What’s even more discouraging is that the 2015 figure is a full 8% higher than the previous year despite the hundreds of millions that have gone into vehicle safety systems over the past quarter century. Perhaps this is one of the issues involved…the belief that these systems render vehicle occupants bulletproof. But whatever you want to believe, the issue is not tied to external factors: it is people little different from you and me, except for the immutable fact that they are dead and we still get to have a say in what happens to us out there on the road.
So here we looking at thirty-eight thousand fatalities and no guarantee that 2016 is going to be better, yet where are the raging protests, banner-bedecked parades, fist-waving politicians, even crusading journalists screaming bloody murder that this senseless carnage has got to stop?
Face it, the last time we saw more than 1% of our citizenry take to the street in righteous anger was during the Vietnam War whose high watermark in 1968 saw 16,899 battlefield deaths, fewer than half those carted away from our highways and byways in each of the years since the 1930s. In fact, if you aggregate all the combat deaths from the Korean War (33,739), the 20 years of our involvement in Vietnam (47,424), the 15 years of strife in the Middle East (5,269), and the 612 combat deaths in another 20 conflicts since the end of WWII with which we’ve been involved—a grand total of 87,034—the number, horrible as it is, pales by comparison with the 2,924,075 who have died on our roads during the same period. Yes, that’s a body count just slightly shy of 3 million.
About the best you can say about the most recent statistic is that it beats the heyday of mass vehicular slaughter—1980 when 51,091 motorists hit the record books, and it wasn’t until 2008 that we saw the number fall below 40,000, the probable result of our economic downturn.
So what to do about it?
In my humble opinion, you get serious about what it takes to get a driver’s license, something comparable to what other nations such as Germany, England, France, Japan, and Sweden require. Ditto automobile licensing. Then look at how our penalties for infractions—including drunk driving—stack up with others and ask whether our lackadaisical approach to highway safety makes sense.

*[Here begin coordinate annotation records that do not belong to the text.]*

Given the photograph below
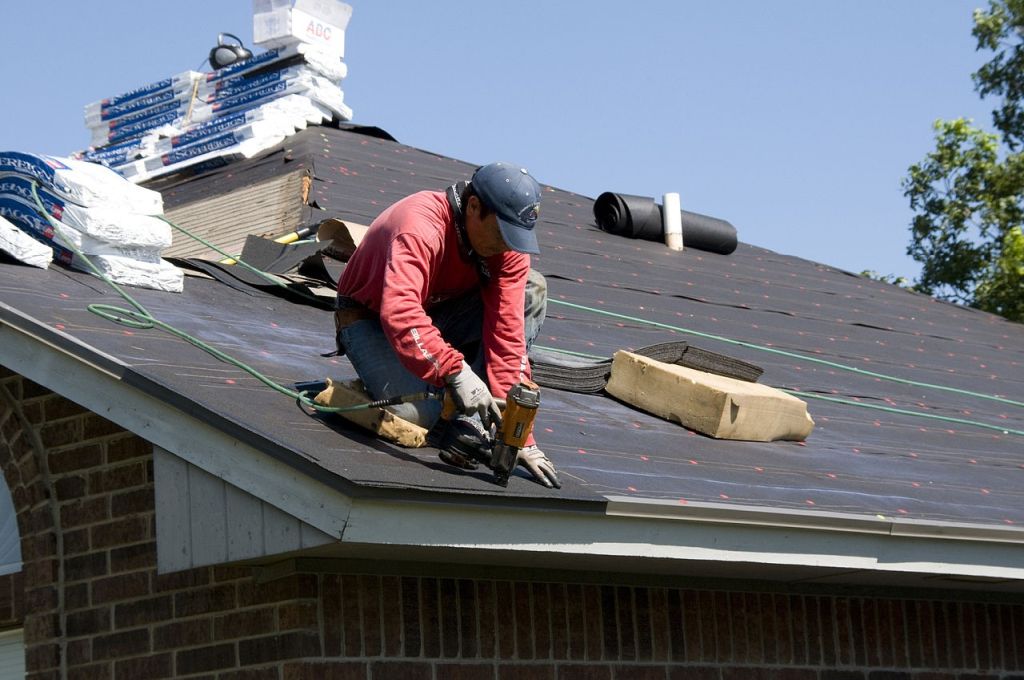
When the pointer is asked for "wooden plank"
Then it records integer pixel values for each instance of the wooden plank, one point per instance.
(379, 421)
(245, 523)
(171, 486)
(310, 537)
(716, 406)
(281, 532)
(208, 523)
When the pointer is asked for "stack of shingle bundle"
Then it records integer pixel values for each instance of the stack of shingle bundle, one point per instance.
(216, 117)
(93, 210)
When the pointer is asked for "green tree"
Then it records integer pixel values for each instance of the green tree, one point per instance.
(968, 195)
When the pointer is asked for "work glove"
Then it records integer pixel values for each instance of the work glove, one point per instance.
(472, 396)
(540, 466)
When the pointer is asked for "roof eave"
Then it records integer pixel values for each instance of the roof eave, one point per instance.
(626, 534)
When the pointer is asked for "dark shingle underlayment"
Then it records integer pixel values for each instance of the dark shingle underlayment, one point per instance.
(858, 460)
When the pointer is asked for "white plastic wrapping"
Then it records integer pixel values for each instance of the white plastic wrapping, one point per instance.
(87, 184)
(24, 248)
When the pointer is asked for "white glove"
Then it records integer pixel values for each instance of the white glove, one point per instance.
(472, 396)
(540, 466)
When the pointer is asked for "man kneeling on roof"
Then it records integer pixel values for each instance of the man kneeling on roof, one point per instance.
(439, 295)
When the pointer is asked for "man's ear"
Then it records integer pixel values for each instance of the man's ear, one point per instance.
(473, 205)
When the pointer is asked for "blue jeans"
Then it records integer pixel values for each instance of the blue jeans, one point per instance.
(460, 322)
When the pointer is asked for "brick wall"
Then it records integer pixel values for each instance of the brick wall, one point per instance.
(94, 608)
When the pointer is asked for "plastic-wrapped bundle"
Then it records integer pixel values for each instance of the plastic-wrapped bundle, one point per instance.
(87, 209)
(100, 223)
(84, 183)
(24, 248)
(157, 129)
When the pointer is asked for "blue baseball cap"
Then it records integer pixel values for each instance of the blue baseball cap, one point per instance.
(515, 197)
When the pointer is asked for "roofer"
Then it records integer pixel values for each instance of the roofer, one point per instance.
(439, 294)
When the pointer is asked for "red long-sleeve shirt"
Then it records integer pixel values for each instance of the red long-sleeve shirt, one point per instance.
(409, 261)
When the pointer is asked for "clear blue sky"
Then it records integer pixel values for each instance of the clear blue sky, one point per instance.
(794, 120)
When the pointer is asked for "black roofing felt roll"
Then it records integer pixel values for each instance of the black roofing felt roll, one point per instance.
(640, 217)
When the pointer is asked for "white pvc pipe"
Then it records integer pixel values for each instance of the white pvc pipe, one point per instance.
(672, 221)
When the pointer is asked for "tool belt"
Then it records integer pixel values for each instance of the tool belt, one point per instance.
(347, 311)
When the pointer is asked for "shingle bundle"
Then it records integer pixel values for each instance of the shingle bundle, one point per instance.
(213, 118)
(588, 376)
(96, 211)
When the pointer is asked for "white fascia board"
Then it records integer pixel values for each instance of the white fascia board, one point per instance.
(679, 540)
(190, 438)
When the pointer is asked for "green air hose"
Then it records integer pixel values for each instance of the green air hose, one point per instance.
(782, 352)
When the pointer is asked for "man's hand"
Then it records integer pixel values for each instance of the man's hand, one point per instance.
(473, 397)
(540, 466)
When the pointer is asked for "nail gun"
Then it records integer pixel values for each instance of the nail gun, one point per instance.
(518, 413)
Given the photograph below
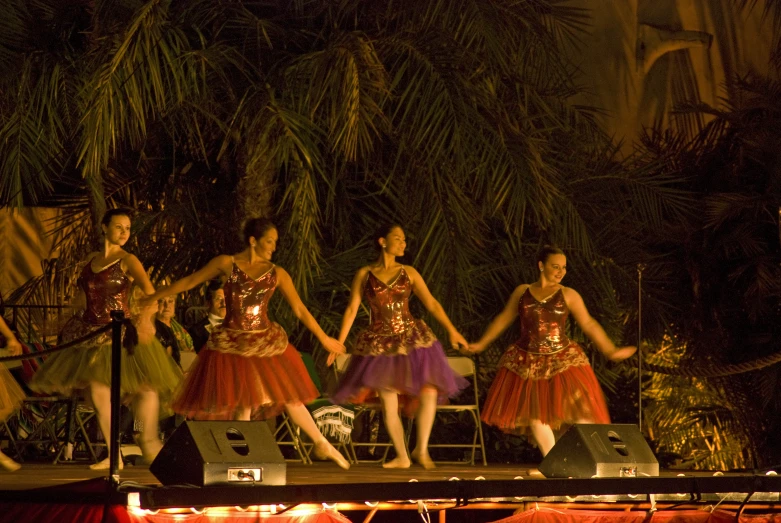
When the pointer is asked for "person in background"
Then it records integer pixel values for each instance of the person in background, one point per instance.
(215, 301)
(398, 355)
(149, 374)
(11, 394)
(248, 367)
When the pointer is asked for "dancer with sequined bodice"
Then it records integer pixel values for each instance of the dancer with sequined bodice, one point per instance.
(544, 379)
(397, 354)
(149, 375)
(248, 365)
(11, 394)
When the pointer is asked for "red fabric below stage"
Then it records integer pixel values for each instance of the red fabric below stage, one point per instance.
(71, 513)
(551, 515)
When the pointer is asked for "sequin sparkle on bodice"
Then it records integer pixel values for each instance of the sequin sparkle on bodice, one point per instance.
(543, 323)
(246, 300)
(389, 304)
(105, 291)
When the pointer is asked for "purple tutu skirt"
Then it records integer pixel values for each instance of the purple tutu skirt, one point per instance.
(406, 374)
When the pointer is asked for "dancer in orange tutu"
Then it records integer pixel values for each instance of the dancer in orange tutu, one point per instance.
(544, 379)
(11, 394)
(247, 364)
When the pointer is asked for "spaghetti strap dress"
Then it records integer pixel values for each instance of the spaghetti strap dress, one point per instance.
(396, 352)
(247, 361)
(149, 365)
(544, 376)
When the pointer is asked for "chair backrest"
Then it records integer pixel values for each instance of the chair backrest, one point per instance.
(194, 315)
(311, 368)
(462, 365)
(341, 362)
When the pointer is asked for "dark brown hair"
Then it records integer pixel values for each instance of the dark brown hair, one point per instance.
(256, 228)
(547, 251)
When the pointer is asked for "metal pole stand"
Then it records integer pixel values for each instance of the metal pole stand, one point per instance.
(640, 269)
(117, 320)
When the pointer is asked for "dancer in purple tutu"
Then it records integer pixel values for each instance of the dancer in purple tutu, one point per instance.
(398, 354)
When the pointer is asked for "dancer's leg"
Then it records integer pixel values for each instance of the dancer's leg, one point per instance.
(390, 413)
(147, 411)
(100, 394)
(424, 421)
(323, 448)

Yes, our roads and bridges are deteriorating. Yes we’ve got more cars on them than ever before, clear signals that things are apt to get worse before they improve. Yet, now we are embarking on an adventure in which the mad dash into marijuana legalization is almost certain to play an even greater role in highway mischief than before…the foundation of a belief that has already been unambiguously demonstrated in Washington and Colorado.
Thirty years ago there was a movement headed by an organization known as Mothers Against Drunk Driving (MADD) that had a brief but effective day in the sun before the nation found itself more comfortable with mayhem than sobriety. Perhaps what we need now is a revitalization of the movement—only this time let’s call it CADD…Citizens Against Dumb Driving, with serious sanctions capable of getting through even to meatheads that driving is a privilege not a right.
Or maybe it’s time for us all to follow Howard Beale’s plea that we open our windows to shout, “I’m mad as hell, and I’m not going to take this carnage anymore!” In fact, if you can think of a better answer, how about sharing it with the rest of us.